The show will be broadcast nationally (most likely on the CBS College Sports cable network) as something of a kickoff to the hoops party.
The end game of the event? Raising money to fight Alzheimer's — a point Nantz insists on.
Nantz did something similar when Houston hosted the Super Bowl — his Houston Salute held Monday night of Super Bowl week in 2004 was the first time the NFL's biggest game had an opening ceremony. But the proceeds that year were spread out among the NFL's official charities.

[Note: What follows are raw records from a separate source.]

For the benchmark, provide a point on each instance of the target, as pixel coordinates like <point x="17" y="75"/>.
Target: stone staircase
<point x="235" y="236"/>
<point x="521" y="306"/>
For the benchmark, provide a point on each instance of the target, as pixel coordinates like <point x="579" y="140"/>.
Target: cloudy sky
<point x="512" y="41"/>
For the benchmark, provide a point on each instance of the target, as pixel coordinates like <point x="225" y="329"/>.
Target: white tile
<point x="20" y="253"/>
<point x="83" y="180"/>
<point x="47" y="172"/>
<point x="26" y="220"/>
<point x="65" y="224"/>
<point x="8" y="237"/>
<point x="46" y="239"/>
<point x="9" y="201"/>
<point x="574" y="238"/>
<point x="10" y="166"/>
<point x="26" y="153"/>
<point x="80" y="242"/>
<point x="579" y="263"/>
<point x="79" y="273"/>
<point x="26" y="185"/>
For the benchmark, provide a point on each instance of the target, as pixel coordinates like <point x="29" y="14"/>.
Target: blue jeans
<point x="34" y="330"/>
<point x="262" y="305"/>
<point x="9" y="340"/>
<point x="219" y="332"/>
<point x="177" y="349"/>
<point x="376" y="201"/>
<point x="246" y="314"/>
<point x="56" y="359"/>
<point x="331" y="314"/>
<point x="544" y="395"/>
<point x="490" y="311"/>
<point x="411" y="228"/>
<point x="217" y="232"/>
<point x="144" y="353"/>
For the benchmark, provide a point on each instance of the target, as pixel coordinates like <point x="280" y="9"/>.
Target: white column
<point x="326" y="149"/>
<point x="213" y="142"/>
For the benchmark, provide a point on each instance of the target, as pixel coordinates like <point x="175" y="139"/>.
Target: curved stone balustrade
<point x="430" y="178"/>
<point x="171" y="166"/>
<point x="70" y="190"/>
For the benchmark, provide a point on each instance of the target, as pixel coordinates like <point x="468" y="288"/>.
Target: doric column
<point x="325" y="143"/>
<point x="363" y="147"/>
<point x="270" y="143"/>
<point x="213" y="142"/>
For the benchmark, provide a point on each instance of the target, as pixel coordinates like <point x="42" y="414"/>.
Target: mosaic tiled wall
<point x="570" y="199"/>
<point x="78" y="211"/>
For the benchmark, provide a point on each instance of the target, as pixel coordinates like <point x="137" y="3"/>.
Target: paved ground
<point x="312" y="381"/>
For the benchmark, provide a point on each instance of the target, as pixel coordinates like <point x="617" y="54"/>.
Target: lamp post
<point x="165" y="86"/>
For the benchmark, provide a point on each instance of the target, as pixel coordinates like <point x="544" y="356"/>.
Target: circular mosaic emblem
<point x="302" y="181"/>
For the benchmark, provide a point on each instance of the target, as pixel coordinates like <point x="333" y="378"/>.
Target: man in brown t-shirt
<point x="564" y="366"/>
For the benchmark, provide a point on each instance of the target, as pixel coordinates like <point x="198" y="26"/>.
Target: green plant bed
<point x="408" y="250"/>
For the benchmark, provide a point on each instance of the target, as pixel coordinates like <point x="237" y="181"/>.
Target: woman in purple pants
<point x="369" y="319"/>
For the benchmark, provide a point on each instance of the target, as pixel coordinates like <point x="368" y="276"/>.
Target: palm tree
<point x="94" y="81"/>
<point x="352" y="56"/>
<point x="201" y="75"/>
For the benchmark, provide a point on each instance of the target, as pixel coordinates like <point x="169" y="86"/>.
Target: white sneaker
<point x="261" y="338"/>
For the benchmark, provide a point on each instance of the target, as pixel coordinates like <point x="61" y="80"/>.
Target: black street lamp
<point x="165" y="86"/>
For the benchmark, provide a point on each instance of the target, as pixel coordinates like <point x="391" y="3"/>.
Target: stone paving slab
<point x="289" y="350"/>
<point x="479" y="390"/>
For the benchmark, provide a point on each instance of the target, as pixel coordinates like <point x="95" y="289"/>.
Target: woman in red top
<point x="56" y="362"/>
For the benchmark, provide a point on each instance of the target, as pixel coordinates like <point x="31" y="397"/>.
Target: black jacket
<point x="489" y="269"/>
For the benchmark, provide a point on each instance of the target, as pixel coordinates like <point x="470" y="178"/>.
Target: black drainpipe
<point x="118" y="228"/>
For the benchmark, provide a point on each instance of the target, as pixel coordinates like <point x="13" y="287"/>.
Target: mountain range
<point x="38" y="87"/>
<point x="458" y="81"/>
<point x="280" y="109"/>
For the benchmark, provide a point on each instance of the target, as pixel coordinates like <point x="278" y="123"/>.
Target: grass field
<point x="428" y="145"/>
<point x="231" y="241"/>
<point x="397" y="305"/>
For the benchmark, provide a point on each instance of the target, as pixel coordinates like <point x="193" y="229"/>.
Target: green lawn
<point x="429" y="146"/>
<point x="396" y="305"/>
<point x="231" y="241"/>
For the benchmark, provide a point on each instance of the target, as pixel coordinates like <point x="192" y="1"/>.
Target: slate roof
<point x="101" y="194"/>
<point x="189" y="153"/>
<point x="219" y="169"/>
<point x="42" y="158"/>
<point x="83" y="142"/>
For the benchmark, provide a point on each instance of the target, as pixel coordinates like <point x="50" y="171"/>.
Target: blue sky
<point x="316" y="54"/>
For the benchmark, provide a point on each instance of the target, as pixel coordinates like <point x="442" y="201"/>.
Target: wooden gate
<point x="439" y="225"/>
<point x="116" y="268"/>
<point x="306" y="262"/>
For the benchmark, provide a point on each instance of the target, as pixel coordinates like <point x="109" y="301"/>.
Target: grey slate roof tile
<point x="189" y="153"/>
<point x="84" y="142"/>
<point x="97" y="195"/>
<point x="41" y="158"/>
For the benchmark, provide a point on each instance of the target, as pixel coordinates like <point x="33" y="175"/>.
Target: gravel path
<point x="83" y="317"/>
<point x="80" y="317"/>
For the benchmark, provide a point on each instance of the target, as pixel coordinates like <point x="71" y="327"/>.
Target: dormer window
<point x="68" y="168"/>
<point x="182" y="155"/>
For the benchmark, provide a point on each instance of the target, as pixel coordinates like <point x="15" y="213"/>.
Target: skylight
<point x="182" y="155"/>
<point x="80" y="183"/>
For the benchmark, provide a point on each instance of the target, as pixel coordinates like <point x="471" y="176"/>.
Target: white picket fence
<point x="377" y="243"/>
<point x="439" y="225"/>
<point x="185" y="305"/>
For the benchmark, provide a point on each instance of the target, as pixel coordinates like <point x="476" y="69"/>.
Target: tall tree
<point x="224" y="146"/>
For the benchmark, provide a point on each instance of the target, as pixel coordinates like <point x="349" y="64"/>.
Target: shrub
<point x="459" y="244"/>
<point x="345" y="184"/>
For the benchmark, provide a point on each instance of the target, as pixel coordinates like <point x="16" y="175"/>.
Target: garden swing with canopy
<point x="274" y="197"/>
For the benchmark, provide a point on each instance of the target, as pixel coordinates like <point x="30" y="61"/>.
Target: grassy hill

And Nantz has found that giving in a nebulous way isn't enough for him anymore. This 51-year-old multi-millionaire (he pays his ex wife nearly a million dollars a year in alimony) is now committed to making a major difference with one big cause rather than doing a little for a lot of different organizations.
"I added it up one year and it was about 100 days on the road for charity," Nantz says. "But I never knew if I was really making a difference. I'd host an event. I'd give a speech. I'd talk to people to raise money. But that would be the end of it. When I walked out of those events, I couldn't be sure I'd made a deal difference. With this center, I know.
"All those 100 days are going to the fight against Alzheimer's — and then some."
Blitzing Alzheimer's
Nantz is certainly living up to his vow early. This is the week of the AFC Championship Game — a Sunday night affair that will be the most watched show on CBS primetime this year, likely the second most watched broadcast on any network in 2011, behind only the Dallas Super Bowl itself. Nantz is more aware of this than anyone. He feels the weight of all those ears following his every word from the booth.
But he insists that this Wednesday at Methodist is the day he really looked forward to this week. And that was even before he ran into one of his old UH professors at the press conference.
He promises that he'll talk about the Nantz National Alzheimer Center in his national Thursday conference call with 60 writers previewing the Jets-Steelers showdown. He'll hit the morning shows on Friday to chat about this new Houston center and his late dad (Jim Nantz Jr. passed away in 2008 after having suffered with Alzheimer's and its identity-robbing effects for 13 years) in earnest. He'll do a walk through of the Wortham for his Final Four event with NCAA officials.
Nantz will not get on a plane for Pittsburgh (the site of the AFC title tilt) until that blitz is done.
"There are not many people in his stage of life — since I'm an old geezer I can say that — that are about making a lifetime commitment to a cause," Appel says. "Those are very, very powerful words."
Nantz's dad would probably say it's a Houston thing.